Zayyan menggeleng, tiba-tiba terlihat tidak yakin. "Tapi gue pun gak yakin."
Andrea memutar bola matanya. "Yakin atau gak yakin, gue yakin lo tahu apa yang harus lo lakukan."
Sesaat mereka berdua saling bertatapan. Lalu pria itu mengangguk. Kemudian mereka berdua pergi.
***
Diperjalanan Andrea meminta Zayyan berhenti terlebih dahulu di supermarket untuk membeli buah-buahan, permen, dan beberapa makanan yang disukai anak kecil.
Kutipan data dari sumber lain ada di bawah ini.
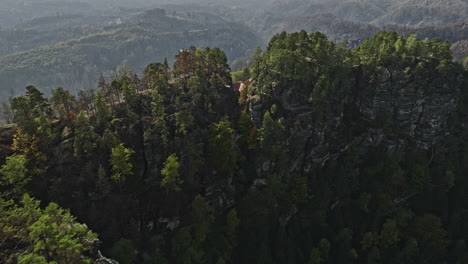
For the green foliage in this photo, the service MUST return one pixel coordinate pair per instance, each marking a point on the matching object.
(85, 137)
(64, 104)
(184, 121)
(14, 173)
(120, 160)
(335, 172)
(123, 251)
(201, 218)
(170, 171)
(49, 235)
(223, 151)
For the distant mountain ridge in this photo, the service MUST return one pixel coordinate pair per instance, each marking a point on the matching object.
(153, 35)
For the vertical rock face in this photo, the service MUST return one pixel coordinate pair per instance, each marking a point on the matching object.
(387, 97)
(418, 109)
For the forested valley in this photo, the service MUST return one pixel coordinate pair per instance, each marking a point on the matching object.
(322, 154)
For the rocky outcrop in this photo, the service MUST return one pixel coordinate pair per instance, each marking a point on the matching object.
(393, 110)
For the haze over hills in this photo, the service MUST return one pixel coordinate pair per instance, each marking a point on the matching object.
(70, 43)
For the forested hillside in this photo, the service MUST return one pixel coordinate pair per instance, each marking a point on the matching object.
(135, 40)
(328, 154)
(70, 43)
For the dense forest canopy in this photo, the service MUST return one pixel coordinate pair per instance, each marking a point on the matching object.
(327, 154)
(70, 43)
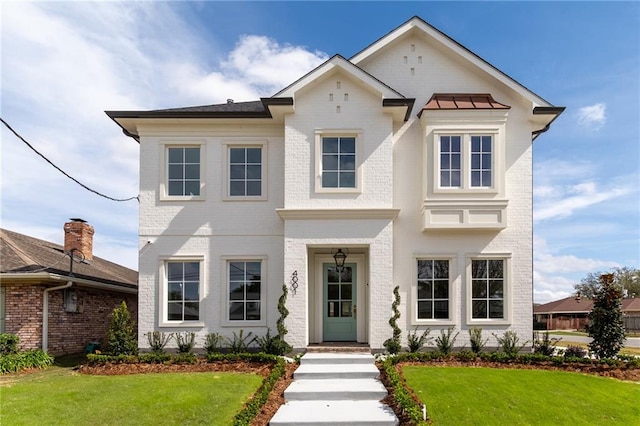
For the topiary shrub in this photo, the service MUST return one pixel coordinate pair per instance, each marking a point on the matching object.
(392, 344)
(606, 325)
(121, 339)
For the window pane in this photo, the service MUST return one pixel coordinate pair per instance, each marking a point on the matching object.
(176, 155)
(495, 289)
(174, 291)
(347, 180)
(192, 188)
(441, 309)
(237, 172)
(496, 309)
(425, 290)
(424, 310)
(333, 291)
(347, 162)
(175, 188)
(254, 155)
(192, 155)
(330, 180)
(254, 172)
(329, 145)
(441, 289)
(329, 162)
(237, 155)
(236, 291)
(175, 271)
(236, 311)
(176, 171)
(479, 309)
(254, 188)
(348, 145)
(478, 289)
(237, 188)
(346, 290)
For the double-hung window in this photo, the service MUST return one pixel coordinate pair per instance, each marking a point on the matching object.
(432, 289)
(245, 290)
(488, 289)
(182, 290)
(466, 161)
(183, 171)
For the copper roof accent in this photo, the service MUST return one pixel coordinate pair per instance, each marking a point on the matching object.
(23, 254)
(450, 101)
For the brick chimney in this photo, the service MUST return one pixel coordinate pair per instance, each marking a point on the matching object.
(78, 234)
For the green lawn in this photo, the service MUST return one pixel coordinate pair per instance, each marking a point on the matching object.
(485, 396)
(57, 397)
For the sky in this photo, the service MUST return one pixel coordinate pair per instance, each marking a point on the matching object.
(64, 63)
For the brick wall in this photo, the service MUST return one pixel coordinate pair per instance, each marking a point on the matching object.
(69, 332)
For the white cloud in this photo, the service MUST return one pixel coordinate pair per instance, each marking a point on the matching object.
(593, 117)
(79, 59)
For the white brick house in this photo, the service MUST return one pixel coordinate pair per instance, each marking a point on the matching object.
(414, 157)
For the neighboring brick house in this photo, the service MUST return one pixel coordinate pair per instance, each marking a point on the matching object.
(572, 313)
(413, 158)
(51, 307)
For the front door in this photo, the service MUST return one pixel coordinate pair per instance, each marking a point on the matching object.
(339, 298)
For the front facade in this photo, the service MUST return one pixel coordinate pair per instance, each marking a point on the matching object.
(414, 158)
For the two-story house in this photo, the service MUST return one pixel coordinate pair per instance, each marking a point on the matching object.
(413, 158)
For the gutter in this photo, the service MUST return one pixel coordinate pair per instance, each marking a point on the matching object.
(45, 313)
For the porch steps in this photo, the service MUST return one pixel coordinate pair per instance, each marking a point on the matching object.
(337, 389)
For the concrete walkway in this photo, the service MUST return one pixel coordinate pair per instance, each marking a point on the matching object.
(337, 389)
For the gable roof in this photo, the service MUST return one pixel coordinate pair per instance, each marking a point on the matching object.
(27, 257)
(417, 24)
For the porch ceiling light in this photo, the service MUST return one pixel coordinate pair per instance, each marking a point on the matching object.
(339, 256)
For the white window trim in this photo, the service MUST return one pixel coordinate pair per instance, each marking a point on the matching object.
(163, 291)
(244, 143)
(225, 321)
(163, 190)
(321, 133)
(508, 285)
(497, 171)
(452, 258)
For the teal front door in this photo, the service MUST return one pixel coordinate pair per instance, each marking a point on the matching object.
(339, 298)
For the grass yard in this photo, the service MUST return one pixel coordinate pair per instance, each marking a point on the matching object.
(58, 396)
(486, 396)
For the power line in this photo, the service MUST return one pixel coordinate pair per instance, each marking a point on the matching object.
(62, 171)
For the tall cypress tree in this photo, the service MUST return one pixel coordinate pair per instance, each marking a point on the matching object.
(606, 326)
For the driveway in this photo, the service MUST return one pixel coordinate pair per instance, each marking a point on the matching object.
(631, 342)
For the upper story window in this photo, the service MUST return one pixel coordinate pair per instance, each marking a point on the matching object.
(465, 161)
(245, 172)
(338, 162)
(338, 166)
(183, 171)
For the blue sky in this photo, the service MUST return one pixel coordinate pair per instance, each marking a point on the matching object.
(64, 64)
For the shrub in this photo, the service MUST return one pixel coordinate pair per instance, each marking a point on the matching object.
(14, 362)
(509, 343)
(545, 346)
(416, 342)
(392, 344)
(213, 343)
(158, 340)
(575, 352)
(9, 344)
(121, 339)
(475, 336)
(240, 343)
(185, 342)
(445, 342)
(606, 325)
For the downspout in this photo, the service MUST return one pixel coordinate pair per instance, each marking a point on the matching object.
(45, 312)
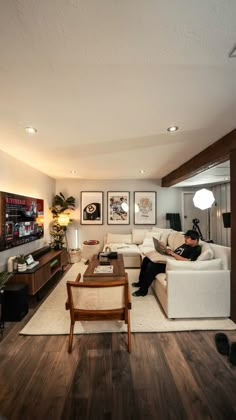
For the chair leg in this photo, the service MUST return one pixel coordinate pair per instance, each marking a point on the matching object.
(71, 337)
(129, 334)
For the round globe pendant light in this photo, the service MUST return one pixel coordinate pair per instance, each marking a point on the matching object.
(203, 199)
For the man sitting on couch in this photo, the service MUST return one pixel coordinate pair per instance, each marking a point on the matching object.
(189, 251)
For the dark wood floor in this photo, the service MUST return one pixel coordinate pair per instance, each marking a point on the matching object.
(167, 376)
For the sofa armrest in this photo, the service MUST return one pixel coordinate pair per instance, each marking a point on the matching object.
(198, 293)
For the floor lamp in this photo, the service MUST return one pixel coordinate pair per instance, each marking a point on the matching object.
(63, 221)
(203, 199)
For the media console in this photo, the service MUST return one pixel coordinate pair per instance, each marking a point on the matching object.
(49, 264)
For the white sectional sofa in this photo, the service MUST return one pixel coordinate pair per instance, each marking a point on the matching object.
(194, 289)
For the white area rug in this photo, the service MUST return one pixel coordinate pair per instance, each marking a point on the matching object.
(146, 315)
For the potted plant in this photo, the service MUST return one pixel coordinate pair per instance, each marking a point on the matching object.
(58, 234)
(21, 263)
(60, 204)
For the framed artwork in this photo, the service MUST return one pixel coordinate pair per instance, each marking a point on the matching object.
(118, 208)
(145, 207)
(91, 208)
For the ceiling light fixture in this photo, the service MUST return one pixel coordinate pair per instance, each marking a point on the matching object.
(172, 129)
(31, 130)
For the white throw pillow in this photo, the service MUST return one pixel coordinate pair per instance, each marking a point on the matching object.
(119, 238)
(210, 265)
(148, 239)
(164, 235)
(206, 252)
(138, 235)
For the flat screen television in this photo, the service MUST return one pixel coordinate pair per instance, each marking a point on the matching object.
(21, 219)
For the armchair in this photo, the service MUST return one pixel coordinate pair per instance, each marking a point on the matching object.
(98, 300)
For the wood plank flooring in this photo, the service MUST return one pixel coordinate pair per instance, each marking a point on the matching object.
(167, 376)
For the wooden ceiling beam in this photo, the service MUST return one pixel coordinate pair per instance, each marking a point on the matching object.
(214, 154)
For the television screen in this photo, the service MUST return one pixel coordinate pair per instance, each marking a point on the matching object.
(21, 220)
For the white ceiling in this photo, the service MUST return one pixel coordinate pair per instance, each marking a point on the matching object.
(217, 175)
(102, 80)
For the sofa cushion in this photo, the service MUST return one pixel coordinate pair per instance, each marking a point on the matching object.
(206, 252)
(175, 239)
(119, 238)
(148, 239)
(138, 235)
(209, 265)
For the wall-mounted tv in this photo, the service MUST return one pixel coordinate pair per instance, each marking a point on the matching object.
(21, 219)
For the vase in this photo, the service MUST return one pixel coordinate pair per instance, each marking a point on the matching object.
(22, 267)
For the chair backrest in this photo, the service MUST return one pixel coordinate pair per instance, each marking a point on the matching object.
(99, 299)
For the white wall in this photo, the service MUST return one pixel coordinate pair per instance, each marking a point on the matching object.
(168, 201)
(220, 234)
(19, 178)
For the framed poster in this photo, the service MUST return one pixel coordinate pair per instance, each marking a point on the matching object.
(145, 207)
(118, 209)
(91, 208)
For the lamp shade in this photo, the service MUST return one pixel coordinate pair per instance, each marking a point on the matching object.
(63, 219)
(203, 199)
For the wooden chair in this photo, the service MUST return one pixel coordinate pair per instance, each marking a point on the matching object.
(98, 300)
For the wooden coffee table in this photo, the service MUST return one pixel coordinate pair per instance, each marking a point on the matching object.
(118, 270)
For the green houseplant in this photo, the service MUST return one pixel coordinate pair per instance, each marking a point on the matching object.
(58, 235)
(60, 204)
(21, 261)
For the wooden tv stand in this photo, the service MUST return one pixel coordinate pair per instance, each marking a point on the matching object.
(49, 264)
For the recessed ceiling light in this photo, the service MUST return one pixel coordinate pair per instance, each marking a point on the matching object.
(31, 130)
(173, 128)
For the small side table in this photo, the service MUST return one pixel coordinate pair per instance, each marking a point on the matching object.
(90, 248)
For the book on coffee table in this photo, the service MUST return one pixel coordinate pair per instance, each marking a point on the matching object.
(103, 269)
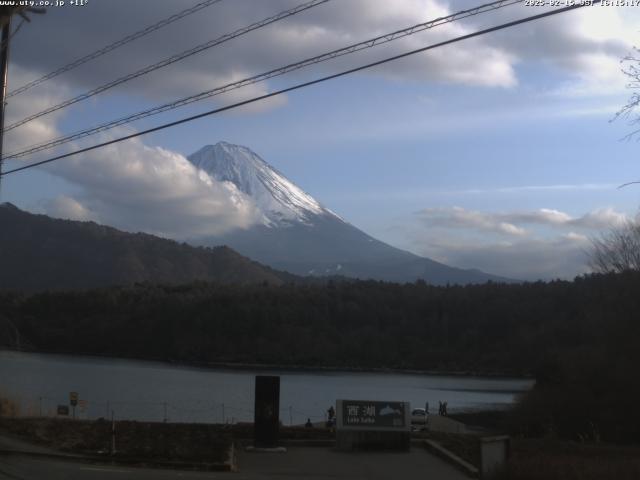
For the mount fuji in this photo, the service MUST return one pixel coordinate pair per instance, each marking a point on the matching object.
(298, 234)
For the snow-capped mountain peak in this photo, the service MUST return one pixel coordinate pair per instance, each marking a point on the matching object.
(280, 200)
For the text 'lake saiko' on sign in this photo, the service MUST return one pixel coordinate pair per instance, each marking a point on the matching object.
(374, 414)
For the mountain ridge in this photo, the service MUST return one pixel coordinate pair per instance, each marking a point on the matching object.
(300, 235)
(38, 252)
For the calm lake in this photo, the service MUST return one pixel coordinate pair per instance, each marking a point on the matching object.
(140, 390)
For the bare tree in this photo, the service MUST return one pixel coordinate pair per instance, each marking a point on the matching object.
(617, 250)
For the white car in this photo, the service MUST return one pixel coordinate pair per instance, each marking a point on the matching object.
(419, 416)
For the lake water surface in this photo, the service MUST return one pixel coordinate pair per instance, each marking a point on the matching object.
(140, 390)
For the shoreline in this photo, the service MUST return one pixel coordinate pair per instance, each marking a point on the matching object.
(235, 366)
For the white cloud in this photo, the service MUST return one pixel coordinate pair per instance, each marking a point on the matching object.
(67, 208)
(457, 217)
(139, 188)
(508, 223)
(556, 244)
(565, 256)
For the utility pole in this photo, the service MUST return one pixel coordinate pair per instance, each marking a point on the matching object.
(6, 13)
(4, 67)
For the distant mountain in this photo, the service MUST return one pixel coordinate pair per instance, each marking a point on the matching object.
(297, 234)
(38, 253)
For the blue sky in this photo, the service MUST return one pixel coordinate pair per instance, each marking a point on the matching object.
(496, 153)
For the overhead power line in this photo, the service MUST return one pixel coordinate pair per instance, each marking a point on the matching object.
(114, 45)
(379, 40)
(305, 84)
(170, 60)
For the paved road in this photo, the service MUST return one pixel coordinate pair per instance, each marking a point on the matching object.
(324, 463)
(18, 467)
(315, 463)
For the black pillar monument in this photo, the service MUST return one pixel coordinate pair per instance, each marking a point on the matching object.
(267, 411)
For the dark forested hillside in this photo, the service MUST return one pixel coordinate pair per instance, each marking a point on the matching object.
(491, 327)
(39, 253)
(580, 339)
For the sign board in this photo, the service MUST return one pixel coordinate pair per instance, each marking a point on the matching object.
(82, 409)
(373, 415)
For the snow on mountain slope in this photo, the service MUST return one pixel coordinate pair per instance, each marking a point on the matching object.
(299, 235)
(280, 201)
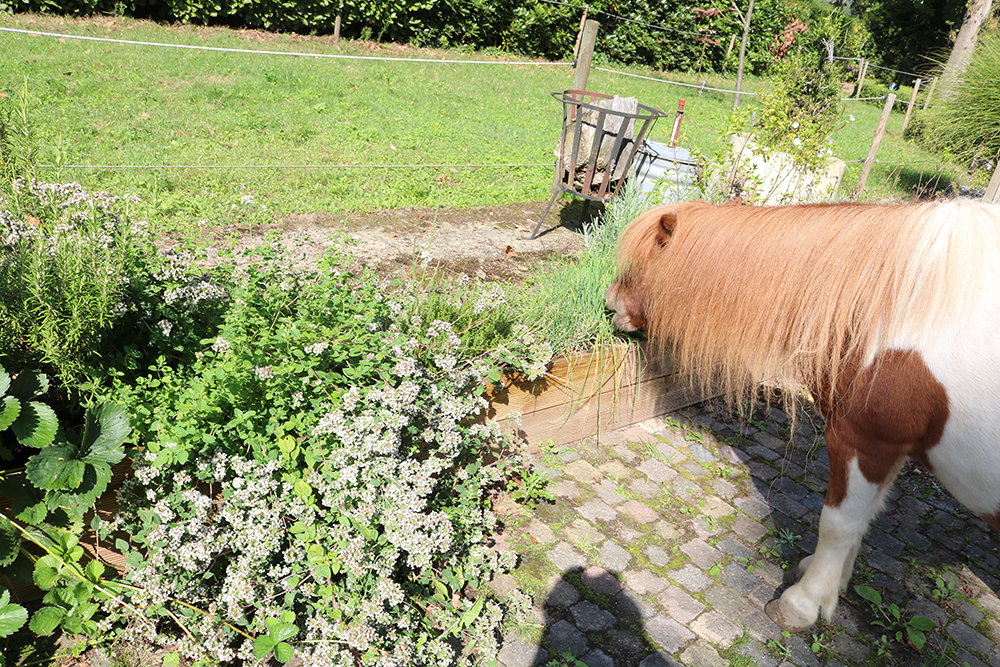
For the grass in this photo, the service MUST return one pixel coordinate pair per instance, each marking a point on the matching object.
(227, 116)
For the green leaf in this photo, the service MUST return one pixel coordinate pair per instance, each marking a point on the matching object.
(10, 408)
(283, 652)
(46, 572)
(282, 631)
(36, 426)
(10, 544)
(12, 616)
(29, 384)
(56, 467)
(869, 594)
(105, 430)
(262, 646)
(46, 619)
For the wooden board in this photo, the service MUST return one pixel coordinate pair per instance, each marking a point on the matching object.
(583, 395)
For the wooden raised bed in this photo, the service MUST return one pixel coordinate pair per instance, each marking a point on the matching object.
(586, 394)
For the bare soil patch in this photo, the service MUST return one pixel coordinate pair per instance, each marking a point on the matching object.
(489, 239)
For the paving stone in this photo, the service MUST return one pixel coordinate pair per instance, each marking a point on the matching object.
(502, 584)
(614, 557)
(566, 558)
(561, 593)
(691, 578)
(631, 604)
(667, 531)
(692, 468)
(639, 511)
(724, 489)
(608, 492)
(968, 612)
(658, 555)
(679, 605)
(582, 531)
(644, 582)
(787, 506)
(563, 637)
(591, 618)
(755, 507)
(762, 471)
(518, 653)
(716, 508)
(597, 510)
(644, 488)
(924, 607)
(685, 488)
(735, 547)
(601, 581)
(733, 455)
(542, 533)
(569, 455)
(668, 633)
(757, 653)
(597, 658)
(566, 488)
(659, 660)
(657, 471)
(747, 527)
(736, 576)
(716, 628)
(759, 624)
(702, 655)
(884, 541)
(726, 601)
(701, 554)
(699, 453)
(969, 638)
(913, 537)
(625, 453)
(583, 472)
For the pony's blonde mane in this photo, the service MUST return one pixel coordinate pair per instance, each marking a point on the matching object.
(743, 294)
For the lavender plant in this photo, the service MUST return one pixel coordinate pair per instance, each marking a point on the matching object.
(316, 481)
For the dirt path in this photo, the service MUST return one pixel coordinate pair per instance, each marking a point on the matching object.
(488, 239)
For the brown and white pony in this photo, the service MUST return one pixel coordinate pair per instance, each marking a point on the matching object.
(889, 315)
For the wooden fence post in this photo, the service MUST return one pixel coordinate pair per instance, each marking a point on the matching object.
(862, 70)
(870, 160)
(993, 189)
(909, 107)
(579, 34)
(582, 72)
(930, 91)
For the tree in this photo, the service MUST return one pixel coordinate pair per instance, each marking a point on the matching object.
(965, 44)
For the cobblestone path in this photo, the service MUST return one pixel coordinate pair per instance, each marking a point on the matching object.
(666, 539)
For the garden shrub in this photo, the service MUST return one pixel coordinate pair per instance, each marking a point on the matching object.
(965, 126)
(315, 481)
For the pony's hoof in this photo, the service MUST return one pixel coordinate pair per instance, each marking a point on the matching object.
(776, 613)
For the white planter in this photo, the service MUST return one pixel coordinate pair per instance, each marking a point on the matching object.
(772, 177)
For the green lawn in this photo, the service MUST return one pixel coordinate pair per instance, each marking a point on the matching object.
(209, 128)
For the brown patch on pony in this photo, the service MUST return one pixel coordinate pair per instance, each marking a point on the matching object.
(893, 410)
(747, 294)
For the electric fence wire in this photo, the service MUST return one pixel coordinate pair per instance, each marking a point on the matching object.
(299, 54)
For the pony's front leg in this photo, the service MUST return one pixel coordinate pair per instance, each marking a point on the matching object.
(851, 503)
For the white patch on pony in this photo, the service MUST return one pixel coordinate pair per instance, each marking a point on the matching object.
(828, 570)
(962, 351)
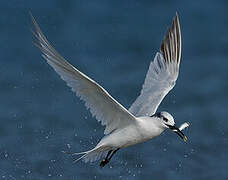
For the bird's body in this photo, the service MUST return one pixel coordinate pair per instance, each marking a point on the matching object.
(143, 129)
(124, 127)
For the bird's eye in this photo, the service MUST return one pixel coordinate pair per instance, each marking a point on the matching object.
(165, 119)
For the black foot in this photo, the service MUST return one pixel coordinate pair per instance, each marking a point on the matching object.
(104, 162)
Alhasil beginilah mereka berdua ketika masuk ke rumah perlindungan.
Heboh.
Zayyan membawa sekresek besar makanan ringan lengkap dengan berbagai permen. Dan andrea membawa sekresek ukuran sedang buah-buahan. Bawaan mereka memang bukan cuma untuk Meri. Namun untuk Selly dan beberapa orang yang ada di rumah perlindungan ini. Andrea merasa tidak enak karena sebelumnya mereka selalu datang dengan tangan kosong. Meri gadis kecil itu pun kerap kali menunjukan wajah kecewa ketika yang menjenguknya tidak membawa apa-apa. Memang dia tak mengatakan secara langsung bahwa dia berharap Om Zayyan dan Tante Andrea yang selalu baik padanya membawakannya banyak makanan. Ayolah, anak kecil itu gampang sekali di tebak apa maunya. Andrea bisa paham hanya dengan melihat wajahnya.
"Gue kira lo gak suka anak kecil." Cibir Zayyan.
"Siapa juga yang bilang." Andrea memutar bola mata. "Gue suka, cuma gak pernah bilang sesuka apa aja sih."
Zayyan mengangguk-angguk.
Andrea menghentikan langkahnya. Zayyan yang terlanjur berjarak beberapa langkah memutar tubuhnya dan menatap gadis yang tengah menatapnya sebal.
"Kenapa juga gue harus cerita sama lo kalau gue suka anak kecil." Andrea menunjuk dada Zayyan. "Lo siapa?"
Pria itu mengangkat bah. Bola matanya terlihat memutar sesaat sebelum dia berbalik badan dan meninggalkan Andrea.
Entahlah, bagaimana cara menunjukan pada pria itu, ia tak tahu.
"Hai." Sapa Selly yang entah dari mana. Perempuan itu sepertinya bergegas ke loby ketika tahu bahwa Zayyan dan Andrea.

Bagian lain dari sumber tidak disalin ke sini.